Home Cooking

I’m starting to loathe the term “comfort food” but I think no other phrase better describes meatloaf and macaroni and cheese, right?

I tried a new recipe for the meatloaf tonight. I felt brave, adding bacon to turkey meatloaf!

This recipe comes via Take Heart, I pinned it on Friday and decided to give it a try. I loved the idea of wrapping something healthy in bacon.

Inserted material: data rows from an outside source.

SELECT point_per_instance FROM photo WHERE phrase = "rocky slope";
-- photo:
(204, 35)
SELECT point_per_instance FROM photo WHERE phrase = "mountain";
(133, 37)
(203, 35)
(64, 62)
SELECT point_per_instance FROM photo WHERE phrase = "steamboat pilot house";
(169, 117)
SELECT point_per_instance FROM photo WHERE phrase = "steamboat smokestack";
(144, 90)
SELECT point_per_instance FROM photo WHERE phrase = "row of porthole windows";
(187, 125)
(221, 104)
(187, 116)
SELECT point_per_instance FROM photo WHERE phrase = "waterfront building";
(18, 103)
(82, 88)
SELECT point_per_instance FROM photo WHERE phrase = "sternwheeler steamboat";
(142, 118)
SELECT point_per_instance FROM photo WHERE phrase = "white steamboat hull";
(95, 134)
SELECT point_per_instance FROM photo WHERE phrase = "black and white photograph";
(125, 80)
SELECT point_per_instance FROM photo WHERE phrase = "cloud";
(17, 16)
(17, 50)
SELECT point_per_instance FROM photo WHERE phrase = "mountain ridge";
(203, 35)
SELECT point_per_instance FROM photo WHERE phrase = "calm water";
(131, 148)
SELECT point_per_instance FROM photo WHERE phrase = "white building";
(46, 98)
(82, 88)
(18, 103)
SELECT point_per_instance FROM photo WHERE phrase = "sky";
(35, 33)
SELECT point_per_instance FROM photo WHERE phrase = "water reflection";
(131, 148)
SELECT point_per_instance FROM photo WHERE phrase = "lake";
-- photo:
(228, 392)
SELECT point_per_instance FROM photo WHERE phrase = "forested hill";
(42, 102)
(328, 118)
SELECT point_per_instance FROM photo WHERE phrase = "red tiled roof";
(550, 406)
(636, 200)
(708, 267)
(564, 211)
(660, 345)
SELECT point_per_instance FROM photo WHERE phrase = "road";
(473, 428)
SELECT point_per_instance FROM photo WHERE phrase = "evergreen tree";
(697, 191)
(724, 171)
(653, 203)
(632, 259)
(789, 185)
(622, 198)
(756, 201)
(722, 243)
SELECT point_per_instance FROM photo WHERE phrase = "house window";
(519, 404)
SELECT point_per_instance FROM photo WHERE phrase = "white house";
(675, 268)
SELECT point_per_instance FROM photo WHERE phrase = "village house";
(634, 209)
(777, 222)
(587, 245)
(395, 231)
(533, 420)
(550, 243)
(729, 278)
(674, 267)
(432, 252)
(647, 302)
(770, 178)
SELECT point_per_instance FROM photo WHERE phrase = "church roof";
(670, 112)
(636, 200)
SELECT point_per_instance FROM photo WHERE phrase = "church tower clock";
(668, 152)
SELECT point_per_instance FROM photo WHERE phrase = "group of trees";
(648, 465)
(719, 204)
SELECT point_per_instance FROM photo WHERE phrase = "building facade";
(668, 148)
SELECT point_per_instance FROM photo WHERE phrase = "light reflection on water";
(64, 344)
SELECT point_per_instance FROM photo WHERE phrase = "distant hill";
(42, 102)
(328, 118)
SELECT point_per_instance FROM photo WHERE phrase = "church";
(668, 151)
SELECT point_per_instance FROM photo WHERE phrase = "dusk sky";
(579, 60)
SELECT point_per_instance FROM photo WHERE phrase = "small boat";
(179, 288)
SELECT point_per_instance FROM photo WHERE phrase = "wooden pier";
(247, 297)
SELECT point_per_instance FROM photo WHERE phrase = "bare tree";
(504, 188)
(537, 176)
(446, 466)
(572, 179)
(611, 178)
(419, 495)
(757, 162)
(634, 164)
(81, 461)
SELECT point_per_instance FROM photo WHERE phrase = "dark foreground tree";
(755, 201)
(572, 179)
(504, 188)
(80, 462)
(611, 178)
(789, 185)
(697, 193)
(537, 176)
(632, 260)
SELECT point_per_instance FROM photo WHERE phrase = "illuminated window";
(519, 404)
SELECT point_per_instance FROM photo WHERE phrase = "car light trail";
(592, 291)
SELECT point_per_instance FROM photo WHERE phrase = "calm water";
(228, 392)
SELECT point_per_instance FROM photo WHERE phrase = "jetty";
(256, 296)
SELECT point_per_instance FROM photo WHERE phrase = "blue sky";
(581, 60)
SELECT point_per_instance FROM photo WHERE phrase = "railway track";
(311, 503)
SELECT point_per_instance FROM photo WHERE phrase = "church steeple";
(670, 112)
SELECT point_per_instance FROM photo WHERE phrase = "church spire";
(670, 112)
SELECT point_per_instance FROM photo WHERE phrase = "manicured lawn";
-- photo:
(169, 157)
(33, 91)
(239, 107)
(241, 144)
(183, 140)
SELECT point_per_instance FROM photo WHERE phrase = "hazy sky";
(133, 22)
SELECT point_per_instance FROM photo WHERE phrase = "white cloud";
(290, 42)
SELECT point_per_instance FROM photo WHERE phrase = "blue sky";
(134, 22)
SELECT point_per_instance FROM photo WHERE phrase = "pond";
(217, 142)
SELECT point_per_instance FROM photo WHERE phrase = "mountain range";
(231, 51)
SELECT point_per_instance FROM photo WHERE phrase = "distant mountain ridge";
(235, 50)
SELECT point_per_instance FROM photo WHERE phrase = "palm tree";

I made a few slight adjustments:

I had some dried stuffing in my cabinet, so I just took that and crushed it up into crumbs.
I omitted the carrots because Mike doesn’t like cooked carrots.
I omitted the green onions because I don’t like cooked green onions. (I love them raw though!) I wound up substituting them with one shallot and a l/4 cup of sweet onions.
I omitted the egg because I hate when eggs are used as binders. (I’m weird like that!)
With those few changes, I really enjoyed the way this turned out. I loved the smokiness of the bacon and the lightness of the turkey with the onions and zucchini. Mike was less enthused by the sweetness of the sauce, but I found it delicious.


I also made steamed asparagus with lemon zest. Always a favorite!

And to finish off this meal, I made mac and cheese via the Pioneer Woman.

I made a few changes to this recipe too:

I used cavatappi pasta.
I used colby jack and cheddar cheese.
I omitted the egg. (see note above!)
Once I melted my butter, I added one finely chopped shallot and four cloves of minced garlic. I let them cook for a bit, then I added my flour.
I used 2% milk instead of whole milk. To save some calories. And honestly, you never miss the extra fat!
I used AT LEAST 2 and 1/2 tsp of dried mustard. I love the stuff!